Blood samples were collected on days −4, 45, and 70 from cynomolgus monkeys treated with different doses of NTV (saline, 1 dose, and 3 doses) into tubes containing Gel & Clot Activator. After centrifugation, clinical chemistry parameters were measured using a TBA-120FR automatic biochemical analyzer (TOSHIBA). The parameters included aspartate aminotransferase (AST), alanine aminotransferase (ALT), gamma-glutamyl transferase (GGT), alkaline phosphatase (ALP), total protein (TP), albumin (ALB), total cholesterol (CHOL), blood urea nitrogen (BUN), creatinine (CREA), triglyceride (TGL), total bilirubin (TBI), and blood glucose (GLUC).

Blood samples were collected on days −4, 45, and 70 from cynomolgus monkeys treated with different doses of NTV (saline, 1 dose, and 3 doses) into tubes containing Gel & Clot Activator. After centrifugation, antinuclear antibody detection was performed using indirect immunofluorescence with an antinuclear antibody detection kit (Oumeng).
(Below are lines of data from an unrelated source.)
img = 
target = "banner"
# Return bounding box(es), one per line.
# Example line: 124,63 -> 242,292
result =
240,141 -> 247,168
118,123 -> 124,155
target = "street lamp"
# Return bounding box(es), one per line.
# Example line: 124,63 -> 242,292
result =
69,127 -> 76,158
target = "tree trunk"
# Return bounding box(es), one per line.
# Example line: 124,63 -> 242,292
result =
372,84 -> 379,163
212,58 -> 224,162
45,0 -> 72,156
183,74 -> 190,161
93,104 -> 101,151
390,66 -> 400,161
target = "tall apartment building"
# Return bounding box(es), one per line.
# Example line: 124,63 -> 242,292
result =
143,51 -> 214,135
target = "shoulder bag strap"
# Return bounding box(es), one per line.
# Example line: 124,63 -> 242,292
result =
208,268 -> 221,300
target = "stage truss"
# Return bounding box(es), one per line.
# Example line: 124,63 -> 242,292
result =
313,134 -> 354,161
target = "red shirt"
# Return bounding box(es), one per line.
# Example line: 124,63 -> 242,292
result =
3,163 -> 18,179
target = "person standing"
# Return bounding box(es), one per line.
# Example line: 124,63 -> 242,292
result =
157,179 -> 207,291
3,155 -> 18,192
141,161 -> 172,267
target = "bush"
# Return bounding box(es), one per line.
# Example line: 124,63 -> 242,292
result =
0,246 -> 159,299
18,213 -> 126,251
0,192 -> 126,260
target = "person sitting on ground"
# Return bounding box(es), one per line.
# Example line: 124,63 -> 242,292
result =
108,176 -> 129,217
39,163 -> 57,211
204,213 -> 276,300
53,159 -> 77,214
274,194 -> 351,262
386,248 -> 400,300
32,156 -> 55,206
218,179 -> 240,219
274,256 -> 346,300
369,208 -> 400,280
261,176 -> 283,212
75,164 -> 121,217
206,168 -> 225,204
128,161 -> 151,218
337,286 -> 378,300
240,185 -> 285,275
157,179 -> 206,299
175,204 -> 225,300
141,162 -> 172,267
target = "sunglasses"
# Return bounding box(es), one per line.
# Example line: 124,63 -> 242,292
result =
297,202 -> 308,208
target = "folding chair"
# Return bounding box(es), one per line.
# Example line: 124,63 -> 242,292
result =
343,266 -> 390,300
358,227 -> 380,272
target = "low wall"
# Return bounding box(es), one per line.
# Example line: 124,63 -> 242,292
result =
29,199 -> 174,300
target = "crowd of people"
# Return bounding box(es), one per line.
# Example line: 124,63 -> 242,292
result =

Histopathological analysis

Tissues from rhesus and cynomolgus monkeys, including skin lesions, non-lesioned skin, heart, liver, spleen, lung, kidney, brain, intestine, and lymph nodes, were collected at necropsy following the study period. Samples were fixed in 4% paraformaldehyde, processed into slides, and stained with hematoxylin and eosin (H&E). For skin sampling, lesions and adjacent non-lesioned skin were preferentially collected from the limbs. In animals with more than five lesions, five lesion sites and five corresponding non-lesioned areas were sampled; in those with fewer than five lesions, all lesions and five non-lesioned areas were analyzed. Slides were imaged using a 3D Histech Pannoramic MIDI microscope (Hungary) and examined with CaseViewer 2.4 software. Pathological evaluations were performed by a pathologist with over 10 years of histology experience and independently verified by a second pathologist.

Statistical analyses

Graphical representation and statistical analyses were performed using Prism 10.0 software (GraphPad software). All the data were presented as the means ± SEM. Differences between two independent samples were evaluated by two-tailed Student’s t-tests. Differences between multiple samples were analyzed by one-way or two-way analysis of variance (ANOVA). Exact P values are provided in figures. All experiments were conducted with at least 3 independent biological replicates.

Reporting summary

Further information on research design is available in the Nature Portfolio Reporting Summary linked to this article.